A user can go online, sign up, pay $100 dollars and using a visual interface, construct a sample query and run it against Twitter, blogs and every news source known to man. No complex analysis, no need to install software, and with the new user interface that was deployed last month, no need to learn the underlying language (although a more technical user can easily opt to look at the underlying Curated Stream Definition Language - CSDL - to write more complex queries). Finally, the platform allows users to query unstructured enterprise data as well as third party data.
DataSift and Social - Taking the Pulse of the Planet
Fires need fuel and Big Data engines need streams of Big Data. If you build an engine for querying large streams of real-time data, you pretty quickly want to point that engine at the mother lode of data streams, which is in social media and Twitter in particular. The Twitter stream is growing exponentially, and it has become the information pulse of the planet. Companies want to monitor that pulse for reasons that range from customer support to sentiment analysis, and news tracking, but how do you look at 500 MM unfiltered tweets a day?
You don't. Through a partnership with Twitter, DataSift has full access to the Twitter firehouse. A customer can write a query, run it against the entire Twitter stream and set it up so that, on an ongoing basis, the results stream real time into a business application. The customer can filter by Klout score, geo location, gender, language, subject or any combination thereof. From 500 MM tweets the customer gets only the two, ten or one hundred tweets that matter to them.
Using DataSift's Query Builder - A Simple Example
Say you want to track every mention on Twitter relating to cars or any related term and you want to limit the search to males, within a certain age, based in or around Texas. The screenshots below showcase how easy it is to build the query.
1. Selecting Tweets by Geo
2. Selecting Tweets by Age
3. Final Query with Geo, Age and Subject Filter
The query can be set to run continuously against multiple feeds with the results pushed directly into an application which can provide user alerts, take action or simply follow what is going on. Maybe the purpose is as simple as just tracking consumer sentiment, or as narrowly commercial as finding auto enthusiasts in Texas that might be willing to test drive an electric car (maybe narrow the search to Austin).
DataSift's Big Opportunity
DataSift works really well with software developers and application developers of all sorts.
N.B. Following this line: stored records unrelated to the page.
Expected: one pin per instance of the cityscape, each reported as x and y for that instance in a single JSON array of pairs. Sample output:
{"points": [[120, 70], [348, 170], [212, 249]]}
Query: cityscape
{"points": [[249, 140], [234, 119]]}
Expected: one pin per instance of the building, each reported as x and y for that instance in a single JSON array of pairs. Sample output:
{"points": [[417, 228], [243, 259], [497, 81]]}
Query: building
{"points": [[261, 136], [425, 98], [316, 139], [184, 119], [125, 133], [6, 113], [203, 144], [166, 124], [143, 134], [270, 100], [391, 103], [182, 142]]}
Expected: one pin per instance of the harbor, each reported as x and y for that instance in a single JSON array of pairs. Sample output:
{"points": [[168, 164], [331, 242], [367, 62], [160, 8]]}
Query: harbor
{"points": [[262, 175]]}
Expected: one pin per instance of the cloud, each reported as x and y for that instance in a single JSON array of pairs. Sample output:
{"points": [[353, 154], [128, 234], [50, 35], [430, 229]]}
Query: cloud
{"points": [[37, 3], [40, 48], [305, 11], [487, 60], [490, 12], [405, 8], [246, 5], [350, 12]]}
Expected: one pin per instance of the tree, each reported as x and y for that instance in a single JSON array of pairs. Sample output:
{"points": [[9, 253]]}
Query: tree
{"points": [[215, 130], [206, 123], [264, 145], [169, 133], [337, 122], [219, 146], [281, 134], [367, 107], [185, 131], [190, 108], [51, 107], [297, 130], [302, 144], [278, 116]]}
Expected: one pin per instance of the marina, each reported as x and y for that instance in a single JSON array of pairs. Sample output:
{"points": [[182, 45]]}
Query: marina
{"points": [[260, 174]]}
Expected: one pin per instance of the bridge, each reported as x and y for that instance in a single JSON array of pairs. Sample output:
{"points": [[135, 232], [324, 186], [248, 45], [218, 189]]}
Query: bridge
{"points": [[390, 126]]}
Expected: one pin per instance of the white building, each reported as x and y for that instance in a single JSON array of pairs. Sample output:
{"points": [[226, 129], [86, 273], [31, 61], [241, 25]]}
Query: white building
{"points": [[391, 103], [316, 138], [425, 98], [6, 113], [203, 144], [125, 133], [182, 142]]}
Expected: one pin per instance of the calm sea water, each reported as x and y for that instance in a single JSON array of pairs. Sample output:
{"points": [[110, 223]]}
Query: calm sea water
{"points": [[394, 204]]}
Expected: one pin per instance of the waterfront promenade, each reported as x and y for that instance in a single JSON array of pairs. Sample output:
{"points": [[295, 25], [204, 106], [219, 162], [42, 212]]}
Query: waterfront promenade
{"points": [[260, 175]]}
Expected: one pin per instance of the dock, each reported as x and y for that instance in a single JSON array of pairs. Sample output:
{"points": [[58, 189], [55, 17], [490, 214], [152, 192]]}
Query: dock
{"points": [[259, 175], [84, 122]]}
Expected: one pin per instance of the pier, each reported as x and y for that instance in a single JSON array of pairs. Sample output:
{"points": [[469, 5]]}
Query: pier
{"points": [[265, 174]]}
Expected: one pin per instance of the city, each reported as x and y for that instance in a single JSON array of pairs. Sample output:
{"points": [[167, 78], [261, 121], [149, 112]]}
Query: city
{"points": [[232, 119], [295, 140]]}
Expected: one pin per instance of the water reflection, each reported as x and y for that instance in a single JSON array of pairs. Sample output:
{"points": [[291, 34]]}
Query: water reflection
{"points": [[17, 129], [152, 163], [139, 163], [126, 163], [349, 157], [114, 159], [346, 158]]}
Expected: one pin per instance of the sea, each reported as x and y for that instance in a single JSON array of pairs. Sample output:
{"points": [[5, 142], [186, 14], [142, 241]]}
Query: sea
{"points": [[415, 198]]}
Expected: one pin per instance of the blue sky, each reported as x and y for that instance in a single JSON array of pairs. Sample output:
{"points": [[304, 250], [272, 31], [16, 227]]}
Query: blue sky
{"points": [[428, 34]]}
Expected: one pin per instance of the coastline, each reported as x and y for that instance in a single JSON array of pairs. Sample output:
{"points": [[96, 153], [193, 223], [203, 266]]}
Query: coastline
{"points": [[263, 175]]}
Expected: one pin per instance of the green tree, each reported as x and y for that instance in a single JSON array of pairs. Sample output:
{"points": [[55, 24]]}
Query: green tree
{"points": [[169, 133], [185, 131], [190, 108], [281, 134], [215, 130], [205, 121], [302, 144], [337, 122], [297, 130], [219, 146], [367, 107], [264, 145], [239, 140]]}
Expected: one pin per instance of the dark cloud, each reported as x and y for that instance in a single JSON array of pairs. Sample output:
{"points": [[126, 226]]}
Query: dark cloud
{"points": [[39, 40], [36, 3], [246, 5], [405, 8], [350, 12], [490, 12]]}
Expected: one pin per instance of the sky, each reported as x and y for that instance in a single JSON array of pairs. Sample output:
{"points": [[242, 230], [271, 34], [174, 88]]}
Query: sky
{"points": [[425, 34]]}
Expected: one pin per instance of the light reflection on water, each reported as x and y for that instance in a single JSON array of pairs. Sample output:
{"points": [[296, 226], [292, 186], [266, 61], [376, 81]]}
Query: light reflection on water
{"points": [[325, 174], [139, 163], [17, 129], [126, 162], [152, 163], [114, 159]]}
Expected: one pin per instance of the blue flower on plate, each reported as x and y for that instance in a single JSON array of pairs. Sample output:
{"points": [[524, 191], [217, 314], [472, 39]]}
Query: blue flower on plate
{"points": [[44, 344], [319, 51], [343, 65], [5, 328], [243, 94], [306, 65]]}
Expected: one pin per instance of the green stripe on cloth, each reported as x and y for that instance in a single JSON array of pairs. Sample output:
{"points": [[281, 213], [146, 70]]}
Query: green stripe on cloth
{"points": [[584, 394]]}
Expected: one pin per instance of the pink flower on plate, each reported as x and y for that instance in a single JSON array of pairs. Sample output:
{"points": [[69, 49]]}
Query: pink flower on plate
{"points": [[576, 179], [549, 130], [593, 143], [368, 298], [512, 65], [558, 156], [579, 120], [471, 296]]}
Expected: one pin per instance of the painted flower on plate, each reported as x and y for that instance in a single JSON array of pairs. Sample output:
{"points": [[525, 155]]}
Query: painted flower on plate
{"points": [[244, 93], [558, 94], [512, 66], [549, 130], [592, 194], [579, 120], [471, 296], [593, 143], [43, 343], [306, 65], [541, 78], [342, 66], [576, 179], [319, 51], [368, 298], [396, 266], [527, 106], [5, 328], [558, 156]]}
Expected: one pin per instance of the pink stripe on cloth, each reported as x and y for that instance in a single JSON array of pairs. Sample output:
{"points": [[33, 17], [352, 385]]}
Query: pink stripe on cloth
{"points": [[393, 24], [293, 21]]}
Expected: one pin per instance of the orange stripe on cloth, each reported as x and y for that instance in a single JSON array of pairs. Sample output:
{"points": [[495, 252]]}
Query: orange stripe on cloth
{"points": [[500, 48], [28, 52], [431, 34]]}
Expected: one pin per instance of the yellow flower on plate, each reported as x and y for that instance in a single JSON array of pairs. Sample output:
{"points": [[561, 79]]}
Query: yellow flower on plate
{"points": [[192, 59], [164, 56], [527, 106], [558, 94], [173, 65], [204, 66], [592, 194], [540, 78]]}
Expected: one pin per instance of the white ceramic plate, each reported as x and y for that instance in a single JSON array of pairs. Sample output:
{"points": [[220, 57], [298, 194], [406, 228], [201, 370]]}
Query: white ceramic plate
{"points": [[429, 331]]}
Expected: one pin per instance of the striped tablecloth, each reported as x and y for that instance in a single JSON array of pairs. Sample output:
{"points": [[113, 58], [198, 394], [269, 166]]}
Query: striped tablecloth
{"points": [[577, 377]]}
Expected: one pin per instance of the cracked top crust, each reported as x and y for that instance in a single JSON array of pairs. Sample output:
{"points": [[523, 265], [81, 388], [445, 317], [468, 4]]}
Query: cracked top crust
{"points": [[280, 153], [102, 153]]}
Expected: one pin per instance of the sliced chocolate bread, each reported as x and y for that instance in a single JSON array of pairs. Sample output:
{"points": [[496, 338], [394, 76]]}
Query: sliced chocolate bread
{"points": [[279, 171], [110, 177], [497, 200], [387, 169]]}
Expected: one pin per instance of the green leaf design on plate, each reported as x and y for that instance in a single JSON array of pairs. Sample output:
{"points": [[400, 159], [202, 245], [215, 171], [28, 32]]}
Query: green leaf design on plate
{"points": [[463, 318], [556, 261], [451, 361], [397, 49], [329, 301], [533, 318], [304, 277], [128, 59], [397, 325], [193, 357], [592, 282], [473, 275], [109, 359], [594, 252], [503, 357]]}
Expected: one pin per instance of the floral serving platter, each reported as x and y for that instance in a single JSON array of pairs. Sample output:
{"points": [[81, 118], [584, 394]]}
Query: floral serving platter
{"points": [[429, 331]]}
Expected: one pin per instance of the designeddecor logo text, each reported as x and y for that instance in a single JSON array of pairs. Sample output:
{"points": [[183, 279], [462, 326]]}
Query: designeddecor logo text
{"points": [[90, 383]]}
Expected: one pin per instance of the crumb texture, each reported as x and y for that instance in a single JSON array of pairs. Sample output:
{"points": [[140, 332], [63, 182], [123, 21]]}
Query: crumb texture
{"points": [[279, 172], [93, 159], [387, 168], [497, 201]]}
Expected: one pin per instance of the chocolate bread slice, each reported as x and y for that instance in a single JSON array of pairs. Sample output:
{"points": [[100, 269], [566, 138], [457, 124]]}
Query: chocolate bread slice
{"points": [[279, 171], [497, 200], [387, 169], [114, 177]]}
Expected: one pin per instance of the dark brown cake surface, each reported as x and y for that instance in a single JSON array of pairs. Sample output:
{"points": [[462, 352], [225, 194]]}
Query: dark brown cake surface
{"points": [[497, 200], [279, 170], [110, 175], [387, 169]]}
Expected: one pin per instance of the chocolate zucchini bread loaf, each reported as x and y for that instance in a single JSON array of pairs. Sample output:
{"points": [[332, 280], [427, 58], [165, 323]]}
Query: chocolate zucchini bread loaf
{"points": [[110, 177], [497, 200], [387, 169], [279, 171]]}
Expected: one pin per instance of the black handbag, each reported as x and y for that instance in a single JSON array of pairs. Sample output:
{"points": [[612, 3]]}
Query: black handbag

Part of how we discovered Datasift, was by seeing many of our software companies looking to partner with them to get access to the world of unstructured data DataSift handles the backend of managing the platform, integrating the data feeds and running the queries. The application company builds the application through which the results of the query are integrated into the enterprise workflow. Sample use cases include: customer support, lead generation, news tracking and financial trading. The company is also working with ERP vendors and relational BI tool vendors to enable easy integration of structured and unstructured data at the reporting tool level.
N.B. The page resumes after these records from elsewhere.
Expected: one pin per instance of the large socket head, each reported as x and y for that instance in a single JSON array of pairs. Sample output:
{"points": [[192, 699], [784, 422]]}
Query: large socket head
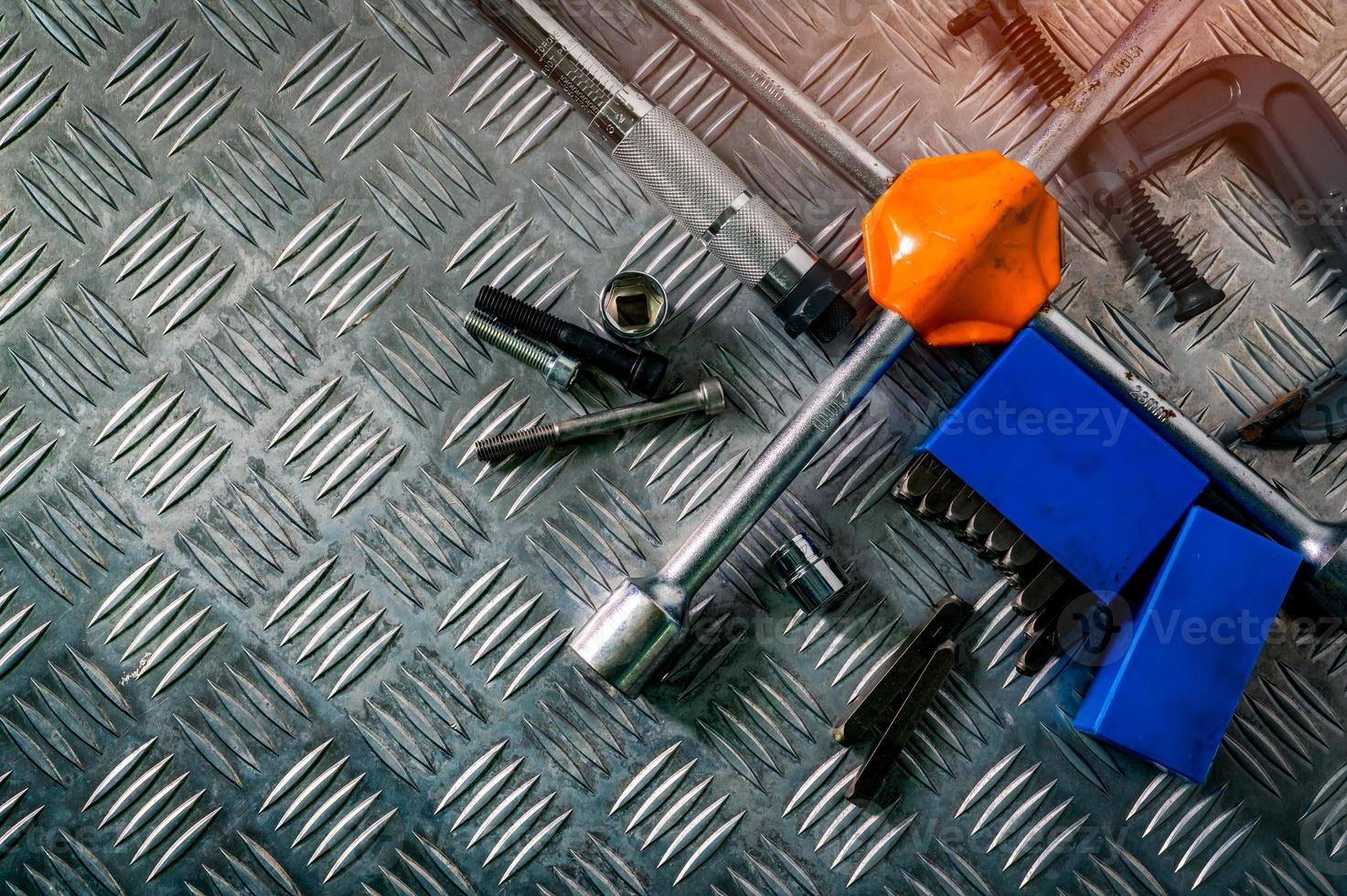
{"points": [[629, 636], [634, 304]]}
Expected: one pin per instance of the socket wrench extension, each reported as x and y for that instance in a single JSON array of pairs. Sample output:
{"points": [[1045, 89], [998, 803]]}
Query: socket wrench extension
{"points": [[1264, 504], [640, 624], [674, 166]]}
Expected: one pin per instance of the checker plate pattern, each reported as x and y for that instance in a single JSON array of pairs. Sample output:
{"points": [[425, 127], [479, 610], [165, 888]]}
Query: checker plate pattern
{"points": [[267, 627]]}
Just as Business Objects and Cognos were the query building tools of the relational database world, we believe that DataSift can be the query building tool for real-time streaming data. The way to make that happen will be to empower developers and end users to easily query all the data that is out there, and then let those developers find uses for that data, uses the Company has not even dreamed of.
We are excited to be working with @nik, @rmb and the team @DataSift.